Is a virtual private network enough to keep malware and viruses at bay?
There has been a lot of talk about virtual private networks lately. Certain countries are adopting a policy of censoring the internet, and all this talk about Net Neutrality in the United States have made everyone look for a solution. It has become clear that you need a way to avoid this censorship to enjoy what the internet has. Otherwise, it will be pointless to continue using it if there are only specific features available.
While these private networks are great at keeping things private, individuals have been asking plenty of other questions. Some of them include the likes of “does a VPN protect you from viruses?”, “can I avoid mobile data usage or limits if I use a VPN?” and so forth.
As far as the mobile data goes, there have been plenty of different suggestions.
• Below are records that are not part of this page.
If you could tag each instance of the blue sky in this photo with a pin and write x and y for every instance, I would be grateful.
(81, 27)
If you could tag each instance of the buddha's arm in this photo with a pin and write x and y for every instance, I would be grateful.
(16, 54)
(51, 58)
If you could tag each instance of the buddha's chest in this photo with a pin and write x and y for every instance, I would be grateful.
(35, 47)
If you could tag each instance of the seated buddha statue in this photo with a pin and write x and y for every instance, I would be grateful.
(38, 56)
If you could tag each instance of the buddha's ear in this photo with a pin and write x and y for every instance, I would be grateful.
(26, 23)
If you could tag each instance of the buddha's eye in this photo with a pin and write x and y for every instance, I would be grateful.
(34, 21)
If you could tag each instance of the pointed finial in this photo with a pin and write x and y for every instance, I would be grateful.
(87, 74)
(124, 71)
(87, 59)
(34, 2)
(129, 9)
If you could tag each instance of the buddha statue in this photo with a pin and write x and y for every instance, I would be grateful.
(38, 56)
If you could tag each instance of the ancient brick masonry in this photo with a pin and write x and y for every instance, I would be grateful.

Unfortunately, the ultimate conclusion is that you will not have a lot of luck if you are trying to get over a cap. But what about viruses?
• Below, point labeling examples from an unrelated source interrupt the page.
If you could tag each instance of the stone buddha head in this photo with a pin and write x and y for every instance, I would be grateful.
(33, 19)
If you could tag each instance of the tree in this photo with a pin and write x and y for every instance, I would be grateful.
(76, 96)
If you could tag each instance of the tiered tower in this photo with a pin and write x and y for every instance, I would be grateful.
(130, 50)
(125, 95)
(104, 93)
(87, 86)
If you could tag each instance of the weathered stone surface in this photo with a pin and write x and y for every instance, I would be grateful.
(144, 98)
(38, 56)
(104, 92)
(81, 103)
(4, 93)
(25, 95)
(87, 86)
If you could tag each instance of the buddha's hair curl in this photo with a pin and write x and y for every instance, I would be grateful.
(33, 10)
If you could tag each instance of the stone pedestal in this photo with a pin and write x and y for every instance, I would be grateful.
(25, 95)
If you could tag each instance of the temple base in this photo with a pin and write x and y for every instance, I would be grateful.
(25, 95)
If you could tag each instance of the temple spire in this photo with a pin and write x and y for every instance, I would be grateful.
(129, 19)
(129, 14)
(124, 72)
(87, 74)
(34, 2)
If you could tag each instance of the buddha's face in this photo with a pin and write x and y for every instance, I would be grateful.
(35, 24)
One would think that a virtual private network is a great way to keep malware at bay, right? Well, in all honesty, you should rather look for a reliable anti-virus software instead of trusting everything to a VPN. The main purpose of the network is to encrypt protocols which secure your personal information, making it inaccessible to hackers. Combine it with an anti-virus program, and you are ready to go.
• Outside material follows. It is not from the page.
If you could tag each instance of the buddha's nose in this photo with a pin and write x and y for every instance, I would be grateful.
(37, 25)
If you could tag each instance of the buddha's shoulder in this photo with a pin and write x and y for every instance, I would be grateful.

Does a VPN protect you from viruses indirectly then?
You could make a case for this question. Those that have a reliable VPN provider will likely discourage people who are looking to infect your computer with malware and viruses. Breaking through all the security of a VPN will simply be too much of a hassle for these people. They will likely look for easier targets. It should be obvious that combining VPNs and an anti-virus software will prevent most, if not all the bad guys from trying to access your information. However, do not attempt to use a free VPN. Those will not be sufficient.
What are other advantages of a VPN?
Now that we have determined that virtual private networks are not there to keep you safe from viruses and malware let us take a quick look at what other benefits they have to offer. Besides the already mentioned data encryption, it allows users to surf using a public Wi-Fi safely. Hotspots that provide free internet access tend to be prone to exploits. Individuals who know their way around public networks can turn this to their advantage and get private information of everyone who connects.
A VPN also allows you to hide IP address and location. Overcoming a firewall in countries like China or Qatar will not be a big issue.
Finally, your internet provider will not see your history, and it will be like you are not using the internet at all.
What is the bottom line?
Since we can now answer a question “does a VPN protect you from viruses?” it should be clear what the right course of action is. Combining a virtual private network and decent software that blocks potential threats from viruses and malware are what we recommend.